An advertising business she heard about on a friend’s podcast inspired her. She liked the pricing model – one dollar a day on January 1 to $365 a day on December 31. Customers would determine what day to start. “I have a blog,” Carter thought to herself.

“What if I use the same price structure creating a blogpost about a person or favorite cause if the person bought the day?” Sponsor A Law Kid was born online.

Successful entrepreneurs tend to have an entrepreneur in their background, such as parents or other relatives. Carter observed her father, an independent contractor. When Cheatham was 13, his older brother started a business. Rossi had no model except Carnegie and Rockefeller.

IN BUSINESS

All three entrepreneurs just “did it.” Carter scheduled her blog for 46 days, until her bar exam was over.
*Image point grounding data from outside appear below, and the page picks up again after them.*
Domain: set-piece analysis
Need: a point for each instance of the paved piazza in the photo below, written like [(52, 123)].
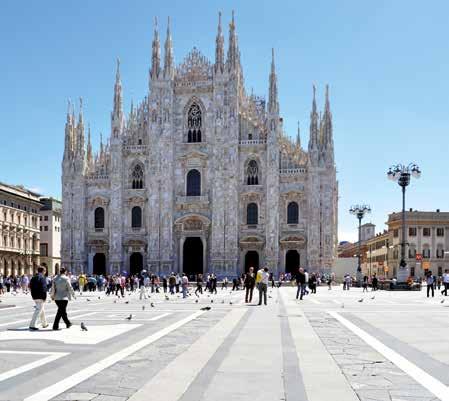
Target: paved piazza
[(390, 346)]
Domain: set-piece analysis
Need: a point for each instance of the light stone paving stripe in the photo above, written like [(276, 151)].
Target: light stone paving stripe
[(51, 356), (427, 381), (52, 391), (316, 364), (189, 364)]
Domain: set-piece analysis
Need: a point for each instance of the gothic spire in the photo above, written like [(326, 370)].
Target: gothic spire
[(298, 137), (219, 48), (118, 112), (313, 141), (233, 61), (273, 105), (89, 151), (168, 59), (156, 54), (80, 131)]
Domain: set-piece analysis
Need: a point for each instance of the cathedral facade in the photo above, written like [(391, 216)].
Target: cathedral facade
[(199, 177)]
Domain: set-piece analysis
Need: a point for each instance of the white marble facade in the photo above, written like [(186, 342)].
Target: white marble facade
[(199, 176)]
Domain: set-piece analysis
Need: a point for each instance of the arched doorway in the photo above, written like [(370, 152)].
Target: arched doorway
[(292, 261), (135, 263), (251, 260), (192, 256), (99, 264)]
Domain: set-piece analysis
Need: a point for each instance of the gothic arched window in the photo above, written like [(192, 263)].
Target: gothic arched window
[(136, 217), (99, 217), (137, 177), (252, 173), (194, 123), (292, 213), (252, 214), (193, 183)]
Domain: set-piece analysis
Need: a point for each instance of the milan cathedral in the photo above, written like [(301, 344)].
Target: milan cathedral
[(199, 177)]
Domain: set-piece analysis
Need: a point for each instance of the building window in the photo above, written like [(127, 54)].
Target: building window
[(252, 173), (194, 124), (44, 249), (99, 217), (193, 183), (136, 217), (292, 213), (252, 214), (137, 177)]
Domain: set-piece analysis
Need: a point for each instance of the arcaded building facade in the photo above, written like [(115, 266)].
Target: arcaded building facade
[(199, 176)]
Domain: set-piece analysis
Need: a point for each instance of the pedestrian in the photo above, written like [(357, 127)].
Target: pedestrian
[(172, 283), (365, 283), (199, 284), (38, 287), (445, 282), (249, 283), (184, 285), (61, 292), (300, 283), (374, 282), (430, 280), (263, 284)]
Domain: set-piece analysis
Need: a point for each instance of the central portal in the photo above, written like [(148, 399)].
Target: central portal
[(193, 257), (251, 260)]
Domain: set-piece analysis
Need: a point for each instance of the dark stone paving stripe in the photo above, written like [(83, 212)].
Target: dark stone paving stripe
[(432, 366), (198, 387), (293, 381)]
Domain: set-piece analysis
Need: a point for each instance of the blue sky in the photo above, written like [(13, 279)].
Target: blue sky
[(386, 62)]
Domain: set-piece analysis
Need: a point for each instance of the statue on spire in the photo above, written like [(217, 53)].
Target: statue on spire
[(168, 59), (156, 54), (219, 48)]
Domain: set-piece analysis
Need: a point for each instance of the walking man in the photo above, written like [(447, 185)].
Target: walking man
[(38, 287), (61, 292), (445, 282), (301, 283), (249, 283), (263, 284)]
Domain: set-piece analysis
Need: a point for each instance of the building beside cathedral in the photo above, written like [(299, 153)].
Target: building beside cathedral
[(199, 177)]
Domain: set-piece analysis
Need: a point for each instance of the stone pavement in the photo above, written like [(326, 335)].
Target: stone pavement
[(390, 346)]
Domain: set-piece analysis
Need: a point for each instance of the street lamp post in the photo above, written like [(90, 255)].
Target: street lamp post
[(359, 211), (402, 174)]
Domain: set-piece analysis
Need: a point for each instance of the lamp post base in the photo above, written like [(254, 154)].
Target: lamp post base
[(403, 275)]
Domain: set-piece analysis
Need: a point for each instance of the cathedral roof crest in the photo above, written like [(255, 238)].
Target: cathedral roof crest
[(194, 67)]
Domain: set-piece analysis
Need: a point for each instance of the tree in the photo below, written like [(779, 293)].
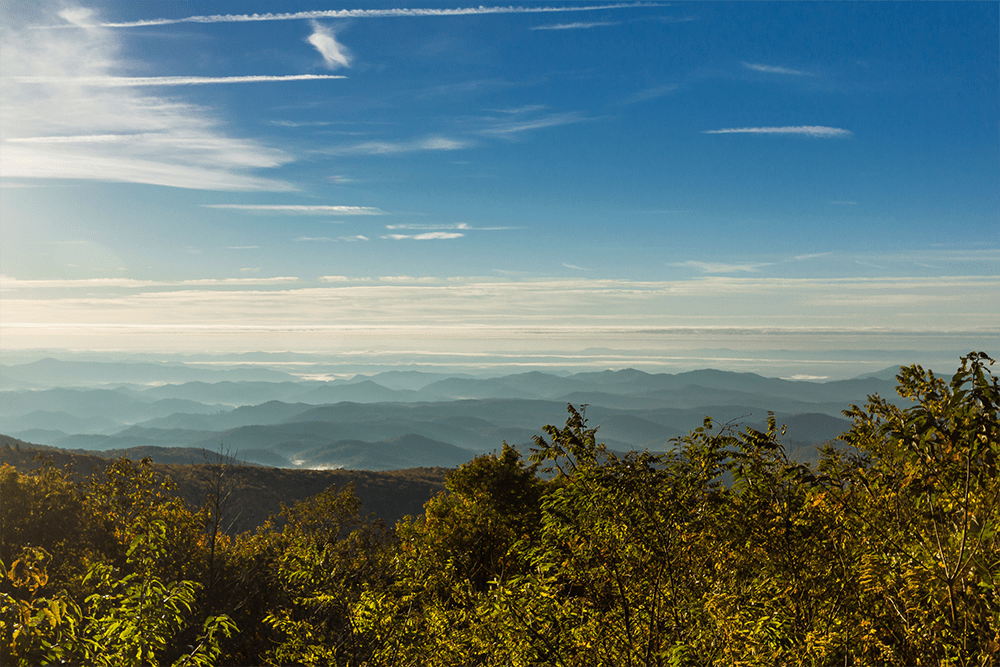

When some members of the legal community gave her free publicity, her daily readership of less than 100 skyrocketed to 1,200.

She emailed businesses whose products she could endorse, ones she uses, explaining what she was doing and suggesting they buy a day. National companies didn’t bite, but smaller and local businesses proved a good market. She pulled in $3,200 – “I’m not a salesperson,” she interjects – which wiped out the last-semester tuition problem.

Rossi says they get their customers by advertising on social media and doing some celebrity marketing. He and Cheatham sell on-campus. “When a kid here goes home,” Rossi remarks, “his friends order. There’s a trickle-down effect that a college brings.”

“We generated over $1,000 in one day selling out a special edition,” Cheatham comments. “I’d rather spend three months and get one great t-shirt than one month developing ten of poor quality.”

The owners are striving for high quality and garments that are a joy to wear, not quickly replaceable. All profits at Paradigm Wear go right back into the company.

Do traditional jobs lie in the future for these entrepreneurs? Carter, who passed her bar exam and is waiting for admission, says she has to love what she does, “whether I’m working for myself or someone else. Right now it makes the most sense to strike out on my own and do my own thing.”

She plans to launch an updated traditional package of marketing vehicles, including social media, her blog, word-of-mouth and public speaking, among others.

“Once you get the taste of being an entrepreneur,” Rossi says, “it’s all you want to have.”

“It’s like it’s your child,” Cheatham adds.